Cabinet working to resolve border issue – secretary of state
Secretary of State Karen Bradley has insisted that she and her cabinet colleagues are working hard to make sure that they can resolve the vexed issue of the Irish border.
Mrs Bradley also stressed that there would be no border in the Irish Sea after the UK leaves the EU.
"That's what we all want to achieve," she said today in Brussels, where she was meeting EU chief negotiator Michel Barnier.
"But obviously we need to put into legal text those matters that were agreed in the Joint Report and that's what we're working on."
The meeting came ahead of the European Council summit later this week.
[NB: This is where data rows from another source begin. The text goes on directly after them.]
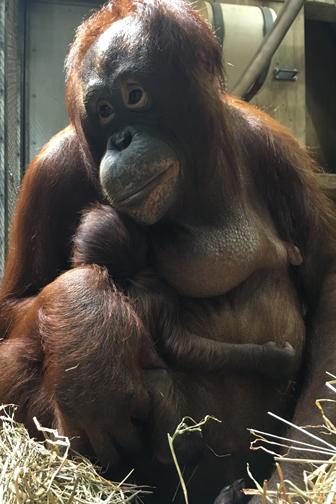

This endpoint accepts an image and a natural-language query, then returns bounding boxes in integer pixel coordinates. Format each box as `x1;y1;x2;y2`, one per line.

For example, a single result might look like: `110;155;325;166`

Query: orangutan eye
122;82;149;109
129;88;143;105
97;100;115;124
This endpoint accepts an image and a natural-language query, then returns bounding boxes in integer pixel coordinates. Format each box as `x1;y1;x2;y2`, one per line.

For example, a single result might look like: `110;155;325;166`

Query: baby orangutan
72;204;302;381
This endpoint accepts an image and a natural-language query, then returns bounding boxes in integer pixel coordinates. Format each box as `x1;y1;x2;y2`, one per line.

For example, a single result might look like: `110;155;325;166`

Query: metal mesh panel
0;0;23;278
5;0;22;227
0;0;6;276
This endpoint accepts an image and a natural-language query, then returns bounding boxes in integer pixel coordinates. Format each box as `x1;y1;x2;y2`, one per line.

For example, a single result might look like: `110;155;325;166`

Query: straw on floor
0;405;148;504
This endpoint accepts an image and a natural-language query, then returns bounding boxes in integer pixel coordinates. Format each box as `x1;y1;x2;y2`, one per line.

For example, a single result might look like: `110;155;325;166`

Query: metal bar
231;0;304;98
6;1;23;229
0;0;6;276
0;0;24;278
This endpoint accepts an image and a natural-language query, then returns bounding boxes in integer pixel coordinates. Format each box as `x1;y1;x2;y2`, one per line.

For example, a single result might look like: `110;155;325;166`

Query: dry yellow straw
0;405;149;503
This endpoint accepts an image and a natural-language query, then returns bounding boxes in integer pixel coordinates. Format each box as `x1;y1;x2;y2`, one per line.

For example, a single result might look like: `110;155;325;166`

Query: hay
245;372;336;503
3;373;336;503
166;374;336;503
167;415;221;504
0;405;148;503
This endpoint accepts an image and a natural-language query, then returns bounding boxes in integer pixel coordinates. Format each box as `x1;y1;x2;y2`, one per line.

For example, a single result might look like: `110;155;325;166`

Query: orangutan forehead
99;17;142;52
78;15;158;83
79;6;205;83
83;16;152;74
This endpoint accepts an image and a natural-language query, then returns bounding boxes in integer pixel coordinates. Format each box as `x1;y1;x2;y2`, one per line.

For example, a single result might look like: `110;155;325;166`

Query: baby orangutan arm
130;270;300;382
159;324;297;381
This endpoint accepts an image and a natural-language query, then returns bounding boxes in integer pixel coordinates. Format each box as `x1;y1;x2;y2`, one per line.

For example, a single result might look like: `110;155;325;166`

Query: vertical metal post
0;0;6;276
0;0;24;278
6;0;24;225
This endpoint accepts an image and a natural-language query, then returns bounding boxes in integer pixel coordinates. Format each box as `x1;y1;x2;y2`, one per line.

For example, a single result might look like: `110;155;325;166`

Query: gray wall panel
26;1;99;161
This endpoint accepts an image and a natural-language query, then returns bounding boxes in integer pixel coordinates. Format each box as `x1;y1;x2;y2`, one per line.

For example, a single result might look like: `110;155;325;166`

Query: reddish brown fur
0;1;336;503
73;204;301;381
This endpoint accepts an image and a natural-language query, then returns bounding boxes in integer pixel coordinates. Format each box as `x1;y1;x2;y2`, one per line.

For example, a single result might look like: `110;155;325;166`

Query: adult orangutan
0;0;335;503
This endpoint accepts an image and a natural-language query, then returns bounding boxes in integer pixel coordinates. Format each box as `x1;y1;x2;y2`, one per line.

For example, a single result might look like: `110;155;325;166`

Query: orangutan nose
108;128;133;151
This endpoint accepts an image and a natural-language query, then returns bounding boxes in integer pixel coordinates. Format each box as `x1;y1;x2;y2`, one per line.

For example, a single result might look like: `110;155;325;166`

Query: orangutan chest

The secretary of state also had a meeting with Ulster Unionist MEP Jim Nicholson, who again called on the British government to stand by its commitment that the constitutional integrity of the UK will not be diluted by any Brexit deal.
The Ulster Unionist MEP said it was clear that more work was required to resolve the issue of the Irish border.
"The European Commission is still unwilling to understand the unionist position in terms of its objection to the December backstop agreement as interpreted by the EU," he said.
"Indeed, this interpretation would itself represent a breach of the same Belfast Agreement the European Union has pledged to protect in Brexit talks."
Meanwhile, leading Tory Remainer Dominic Grieve has said that Theresa May's government would not accept new checks on goods moving between Northern Ireland and Britain – or the so-called 'border in the Irish Sea' scenario.
"A border down the Irish Sea is completely unacceptable and I think it’s abundantly clear that the government will never accept it," the Beacosnfield MP said.
Mr Grieve was speaking during a visit to the north last Thursday when he addressed an Ulster Unionist Party dinner.
Little over 24 hours earlier, the would-be rebel had voted with the Conservative government to ensure the Brexit bill passed through Westminster.
Mr Grieve predicted that Mrs May's government would fall if it tried to impose a border in the Irish Sea.
"Do bear in mind that even somebody like me, who is a Remainer, could never accept such an arrangement,” he told the News Letter.